Abschied von Zuhause

Musikempfehlung zu diesem Artikel: Utery tretiho zari

Gute Wünsche der Familie!

Der Abschied von Zuhause ist aufregend: Freunde und Familie lassen es sich nicht nehmen, in den Tagen vor unserer Abreise noch einmal vorbeizukommen, um uns eine gute Fahrt zu wünschen. Sehr lieb ist das, und wir wären sicherlich enttäuscht, wenn niemand an uns denken würde, aber emotional nimmt uns das ganze Lebewohlsagen dieses Mal ziemlich mit. Die Eltern weinen, wir ebenfalls, und sogar bei den Freunden fließen Tränen. Ich bin nervlich ziemlich angeschlagen. Trotzdem müssen wir maximal konzentriert sein, denn da sind noch so viele Dinge, die erledigt werden müssen. Wir schreiben Pack- und To-Do-Listen, streichen durch und fügen Neues hinzu. Immer wieder fällt uns noch etwas ein, das wir mitnehmen oder besorgen müssen. Unsere Mitbewohner beschweren sich über mangelnde Aufmerksamkeit und unseren Egoismus. Oh je, Stress pur! Kein Wunder, dass wir es daher auch nicht schaffen, unseren geplanten Abfahrtstermin am 1. September einzuhalten. Wir legen Nachtschichten ein und packen unseren Lastwagen bis obenhin mit (scheinbar) wichtigen Dingen voll. „Schluss jetzt!“, sage ich. „Was es bisher nicht in den LKW geschafft hat, muss nun einfach zu Hause bleiben.“

Kurz vor unserer Abreise. Foto: Matthias Feicht -> Danke

Zwei Tage später kommen wir endlich weiter. Am Dienstag, den 3. September (unserem dritten Hochzeitstag), starten wir den Motor und fahren los. Frau Scherer rumpelt vom Hof, eine große schwarze Rauchwolke hinter sich lassend. Haus und Hof, das kleine Wäldchen und die Felder werden im Seitenspiegel immer kleiner.

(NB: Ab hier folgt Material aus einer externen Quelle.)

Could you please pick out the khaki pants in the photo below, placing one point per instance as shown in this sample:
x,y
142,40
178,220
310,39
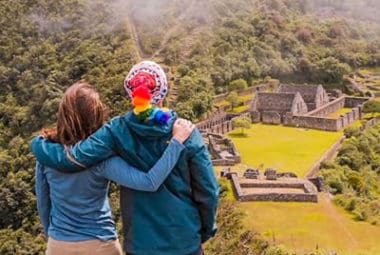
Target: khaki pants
x,y
91,247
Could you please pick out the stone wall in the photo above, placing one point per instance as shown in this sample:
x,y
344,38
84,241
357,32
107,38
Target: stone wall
x,y
255,116
329,108
351,102
308,192
312,122
283,197
270,117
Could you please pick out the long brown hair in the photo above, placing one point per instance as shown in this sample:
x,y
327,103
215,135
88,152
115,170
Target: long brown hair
x,y
80,114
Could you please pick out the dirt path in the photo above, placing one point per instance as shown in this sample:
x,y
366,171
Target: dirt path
x,y
135,37
339,219
175,28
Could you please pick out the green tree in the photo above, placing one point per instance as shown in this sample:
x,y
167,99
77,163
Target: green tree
x,y
238,85
233,99
242,123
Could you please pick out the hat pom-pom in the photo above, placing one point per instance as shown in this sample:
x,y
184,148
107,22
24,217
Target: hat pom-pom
x,y
162,117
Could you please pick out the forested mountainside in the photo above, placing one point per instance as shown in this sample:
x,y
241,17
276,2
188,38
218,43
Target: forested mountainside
x,y
354,176
45,46
211,43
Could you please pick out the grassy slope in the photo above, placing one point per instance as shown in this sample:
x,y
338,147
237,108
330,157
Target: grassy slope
x,y
284,148
305,226
300,226
337,114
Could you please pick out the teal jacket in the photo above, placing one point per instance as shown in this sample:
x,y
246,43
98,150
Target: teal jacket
x,y
178,217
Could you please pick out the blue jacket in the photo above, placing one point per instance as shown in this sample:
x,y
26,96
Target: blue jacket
x,y
75,207
175,219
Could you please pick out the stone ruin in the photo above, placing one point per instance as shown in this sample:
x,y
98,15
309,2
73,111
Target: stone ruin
x,y
222,150
305,106
273,186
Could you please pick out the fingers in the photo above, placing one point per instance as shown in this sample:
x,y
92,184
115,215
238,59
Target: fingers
x,y
182,129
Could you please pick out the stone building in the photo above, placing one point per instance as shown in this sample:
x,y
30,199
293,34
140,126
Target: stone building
x,y
272,107
314,95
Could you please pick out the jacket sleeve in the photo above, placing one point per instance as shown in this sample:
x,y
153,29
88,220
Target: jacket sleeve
x,y
118,170
97,147
204,184
43,197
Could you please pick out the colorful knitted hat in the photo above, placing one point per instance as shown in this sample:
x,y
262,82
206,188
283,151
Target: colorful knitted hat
x,y
146,84
150,75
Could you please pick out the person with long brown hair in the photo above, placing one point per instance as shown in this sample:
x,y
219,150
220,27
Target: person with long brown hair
x,y
181,215
74,208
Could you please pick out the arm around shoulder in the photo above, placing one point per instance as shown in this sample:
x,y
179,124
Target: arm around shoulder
x,y
97,147
204,184
118,170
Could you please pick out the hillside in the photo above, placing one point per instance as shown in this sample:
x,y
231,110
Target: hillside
x,y
45,46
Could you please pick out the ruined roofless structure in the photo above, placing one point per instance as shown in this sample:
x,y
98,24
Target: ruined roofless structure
x,y
314,95
272,107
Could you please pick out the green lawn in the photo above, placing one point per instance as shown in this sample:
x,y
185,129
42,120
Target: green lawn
x,y
246,97
240,109
337,114
283,148
299,226
305,226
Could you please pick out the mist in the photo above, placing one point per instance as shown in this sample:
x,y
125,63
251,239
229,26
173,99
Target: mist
x,y
368,10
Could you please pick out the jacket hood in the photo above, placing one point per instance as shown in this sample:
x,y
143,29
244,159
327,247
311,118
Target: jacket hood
x,y
149,128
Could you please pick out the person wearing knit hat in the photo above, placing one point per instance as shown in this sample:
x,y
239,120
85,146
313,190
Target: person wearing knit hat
x,y
146,84
180,216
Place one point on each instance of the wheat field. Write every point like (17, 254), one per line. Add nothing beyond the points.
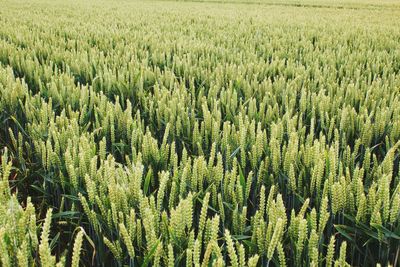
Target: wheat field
(199, 133)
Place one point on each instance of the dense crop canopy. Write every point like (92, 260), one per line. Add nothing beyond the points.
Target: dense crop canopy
(199, 134)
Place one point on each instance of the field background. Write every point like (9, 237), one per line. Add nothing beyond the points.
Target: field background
(200, 133)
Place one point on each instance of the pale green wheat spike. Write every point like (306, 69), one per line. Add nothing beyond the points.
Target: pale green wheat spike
(253, 261)
(330, 252)
(196, 253)
(207, 254)
(23, 255)
(275, 238)
(171, 258)
(127, 240)
(113, 248)
(262, 202)
(302, 233)
(77, 249)
(313, 246)
(203, 214)
(189, 262)
(281, 254)
(395, 209)
(241, 254)
(323, 215)
(231, 249)
(342, 254)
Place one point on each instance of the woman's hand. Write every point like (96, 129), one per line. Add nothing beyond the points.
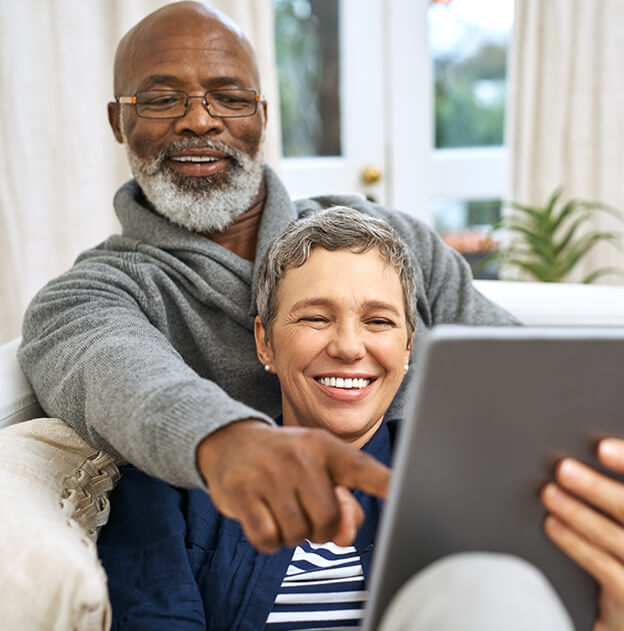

Tschüss, liebe Mitbewohner! Tschüss, Kater Fizz! Tschüss, Hahn Giovanni und gute, brave Hühnerschar: Amy Straciatella, Mary, Ida und Padu. Tschüss, Hof! Passt alle gut auf Euch auf. Ich weine und lache gleichzeitig, als wir auf die Landstraße einbiegen. Jetzt beginnt das Abenteuer!

Kaum auf der Autobahn erhalten wir eine Nachricht von unserem Bekannten Pavel.

Er schickt uns einen Link zu einem Lied von Karel Gott. Utery tretiho zari!, singt der damals noch blutjunge Sänger erst schmalzig, um dann plötzlich loszurocken. Unser tschechischer Freund liefert die Übersetzung gleich mit. Das Lied heißt tatsächlich: „Dienstag, der dritte September“. Und der Song ist auch noch von 1964, dem Baujahr von Frau Scherer. Wenn das mal nicht schon wieder ein unglaublicher Zufall ist? Nun kann wirklich nichts schiefgehen, da wir nun sozusagen sogar mit Gott(e)s Segen unterwegs sind. Die Sterne stehen offenbar günstig. Auch wenn ich tatsächlich längere Zeit darüber nachgrüble, warum eine Reise nach Westafrika ausgerechnet mit dem tschechischen Schnulzensänger Karel Gott beginnen muss? Fela Kuti hätte ich persönlich passender gefunden. Aber Gott(e)s Wege sind bekanntlich unergründlich.